Kim Sun II

Kim Sun Il is allegedly still alive, being held hostage in Iraq. I am worried. He is 33, so I am his “noona,” older sister. In Korean culture, no matter what , everyone calls each other brother or sister, and the ranking is more important than your name. Being older, I am responsible for him, even though I am American, even though I don’t know him.

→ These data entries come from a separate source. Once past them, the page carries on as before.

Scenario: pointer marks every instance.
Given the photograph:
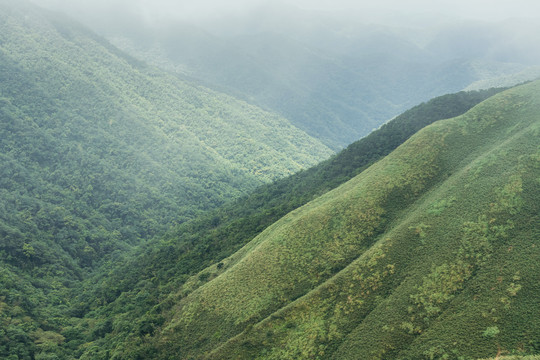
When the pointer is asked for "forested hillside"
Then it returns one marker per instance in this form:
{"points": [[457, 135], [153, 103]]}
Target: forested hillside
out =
{"points": [[99, 152], [333, 75], [136, 292], [429, 253]]}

He is part of me. I saw his plea for life on the news video yesterday and cried, because it was wrenching and desperate. He is terrified and showing it – adamantly not Korean. We are a stoic and reserved race – at least as far as I know, and this unrestrained burst of fear and emotion, screaming even, is shocking and horrific. My little brother has lost his nation, not the one he lives in, but the Korea that lives in him. He is that scared. I am afraid. My stomach churns with denial and adrenaline. I am locked into Yahoo News, making my wrist swell up with overuse. My sleep is disturbed by visions of the apocalypse, with a kind of ridiculousness that wakes me.

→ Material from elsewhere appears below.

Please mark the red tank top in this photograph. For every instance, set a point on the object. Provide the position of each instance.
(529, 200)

I dreamt that I was attending high school that was under extremist Islamic law. There were jocks walking around with fingers missing, twirling the combination dials on their lockers, giving each other “High Fours” and singing to the tune of “Rock-n-Roll High School”

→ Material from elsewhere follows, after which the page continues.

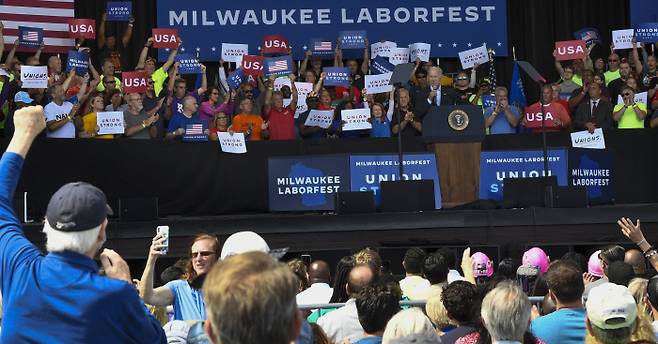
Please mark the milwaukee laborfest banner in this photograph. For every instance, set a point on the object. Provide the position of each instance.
(469, 24)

I don’t care about the sovereignty
Islam – Islamic High School
That’s not government to me
Islam – Islamic High School
Sunni or Shi’ite that’s okay
We all pray to Mecca five times a day
Islam – Islam – Islamic High School

Then in this disturbing, ignorant, racist dream, I saw myself open my eye and take my fingernail and scratch a long, red mark across the cornea, much like that infamous scene in Bunuel’s “Un Chien Andalou.” Then I woke up, realizing I had actually done it. Perhaps I have been living under this extremist Islamic law, which I made up myself and is not real, and I didn’t know it, because it was happening in the dream time.

I think I am so upset by my little brother being held hostage that I don’t wish to see it, and I would scratch my eyes out if I could. But I can’t.